Just the same arithmetic is done with SW and Tot. If the coins with no correlation gave a neg correlation for the difference, you can’t infer any useful relation between SW and “LW” from exhiibiting the same behaviour. You don’t know a priori about any underlying reality – you’re trying to infer it from the correlation. Measurement is all you have.
People keep making the claim that if on average the anomalies of LW and SW sum to zero, that A and B must perforce be negatively correlated. Nick even put forth a flawed attempt at a proof. However, it’s not true.
Consider the result of the following series of paired observations, which are randomly generated pseudo-anomalies of LW and SW.
LW, SW
-2.9, -2.2
-14.2, -13.0
5.3, 7.2
0.5, 0.4
2.9, 1.8
2.6, 1.5
-2.4, -3.0
2.7, 2.7
2.4, 2.2
3.1, 2.3
Here’s the oddity. They sum to zero … but their correlation is 0.98. Why? Because basically they move together, but their overall mean is zero.
In other words, even if the sum of two anomalies is physically constrained to be zero over a sufficiently long period of time, there is no special requirement that the two anomalies be negatively correlated.
The data was generated by the following R code:
# generate ten random numbers
LW = rnorm(10, sd=4)
# generate ten more random #s, with the mean of each random number generation
# equal to the corresponding value of LW
SW = rnorm(10, mean=a)
In other words, all I did was require that SW anomalies be correlated to LW anomalies, and as long as the mean of the LW anomalies is zero, the mean of the sum will be zero.
But wait, as they say on TV, there’s more. Here’s another example:
# generate 100,000 random normal pseudo-longwave
# radiation observations, mean 240, standard deviation = 42
# mean and sd values from CERES LW data
LW = rnorm(100000, mean=240, sd=42)
# 100,000 random pseudo-shortwave radiation observations, mean 100, std. dev. = 72
# mean and sd values from CERES SW data
SW = rnorm(100000, mean=100, sd=72)
mean(LW+SW)
# 339.998
cor(LW,SW)
# -0.0014
You see what I’m getting at? The fact that in the long run the longwave (avg. 240 W/m2) and shortwave (avg, 100 W/m2) are constrained to sum to the solar value (avg. 340 W/m2) does NOT mean that they have to be negatively correlated.
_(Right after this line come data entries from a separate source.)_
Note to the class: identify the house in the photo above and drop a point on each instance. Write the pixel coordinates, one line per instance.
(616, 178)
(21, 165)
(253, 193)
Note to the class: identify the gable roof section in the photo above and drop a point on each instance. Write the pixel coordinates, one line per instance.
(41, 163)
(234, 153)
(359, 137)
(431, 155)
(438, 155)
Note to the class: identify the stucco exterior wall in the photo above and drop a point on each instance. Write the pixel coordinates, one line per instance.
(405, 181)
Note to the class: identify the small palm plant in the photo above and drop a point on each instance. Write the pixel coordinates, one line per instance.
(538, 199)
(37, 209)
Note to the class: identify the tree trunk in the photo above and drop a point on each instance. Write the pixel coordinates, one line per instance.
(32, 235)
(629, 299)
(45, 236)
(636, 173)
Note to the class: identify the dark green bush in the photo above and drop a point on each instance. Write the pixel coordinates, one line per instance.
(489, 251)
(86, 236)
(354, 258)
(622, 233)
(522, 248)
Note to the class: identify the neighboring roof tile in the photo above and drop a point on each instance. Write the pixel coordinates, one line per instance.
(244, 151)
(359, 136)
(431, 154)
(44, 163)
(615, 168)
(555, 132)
They can be positively, negatively, or un-correlated and still sum to the solar value.
w.
@Willis Eschenbach at 8:47 pm reply to Nick Stokes
You’ve assumed that the measurement creates the reality.
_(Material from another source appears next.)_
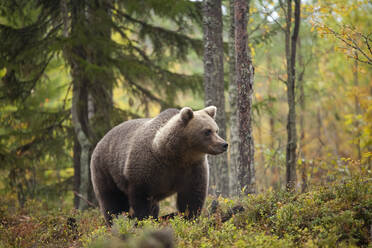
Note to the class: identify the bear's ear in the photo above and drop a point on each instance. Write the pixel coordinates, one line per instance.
(186, 114)
(211, 110)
It is possible you and Nick are both correct.
CERES data from the TERRA, AQUA, AURA satellites may record the individual components of the flux and the correlations are real and not mathematical artifacts.
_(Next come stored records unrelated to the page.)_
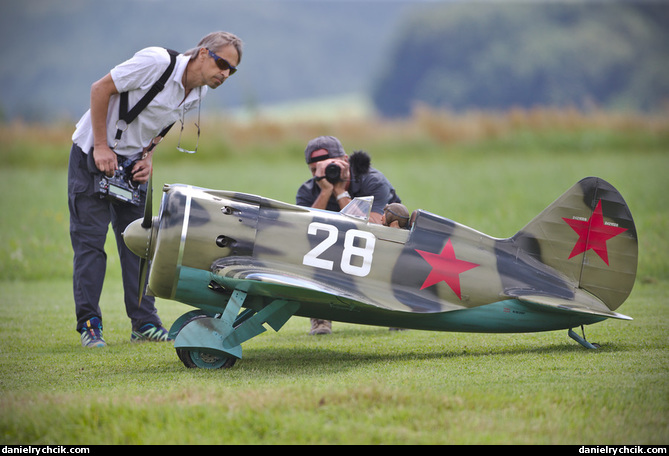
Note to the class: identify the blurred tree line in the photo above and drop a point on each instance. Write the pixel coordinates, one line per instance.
(495, 56)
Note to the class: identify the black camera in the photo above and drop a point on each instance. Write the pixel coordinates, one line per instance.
(120, 186)
(333, 173)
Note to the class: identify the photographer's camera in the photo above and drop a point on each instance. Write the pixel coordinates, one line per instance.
(120, 186)
(333, 173)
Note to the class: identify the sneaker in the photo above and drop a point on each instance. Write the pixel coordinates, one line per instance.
(319, 327)
(91, 333)
(151, 333)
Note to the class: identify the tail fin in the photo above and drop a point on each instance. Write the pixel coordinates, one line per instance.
(587, 234)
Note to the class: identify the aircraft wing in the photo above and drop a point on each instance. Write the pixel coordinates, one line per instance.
(266, 281)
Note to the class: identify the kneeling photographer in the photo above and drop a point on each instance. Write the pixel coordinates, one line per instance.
(336, 179)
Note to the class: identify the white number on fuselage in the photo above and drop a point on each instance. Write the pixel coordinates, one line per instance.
(351, 250)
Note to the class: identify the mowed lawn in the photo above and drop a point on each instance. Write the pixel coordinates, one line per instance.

But again, let’s remember the provenance of the CERES dataSET. It is mostly GOES-MODIS data that is calibrated (SOMEHOW!!) into a CERES look-alike data format. It is also “Adjusted”
To me it is an open question whether the GOES data recalibration into CERES-like data might create a non-zero, and likely negative correlation coefficient. If the correlation is not generated from the GOES conversion, it might still result from the adjustments they made to close the 5 W/m2 gap in the total.
So, Willis your B = A + C example may be correct if the CERES dataset was pure CERES collected data. But it isn’t. CERES instruments are in solar synchronous orbits, in just two orbital planes. CERES instruments cover no more than 4 out of the 24 hours of the day. The rest of the dataset comes from GOES+mathematical magic.
Nick Stokes may have a point given how much of the CERES dataset comes from some fuzzy GOES recalibration process and fuzzier adjustments to partially close a gap.
Nick Stokes says:
January 8, 2014 at 10:20 pm
Thanks, Nick. You are confusing the reality with the measurements. Let me try it again with your coin example.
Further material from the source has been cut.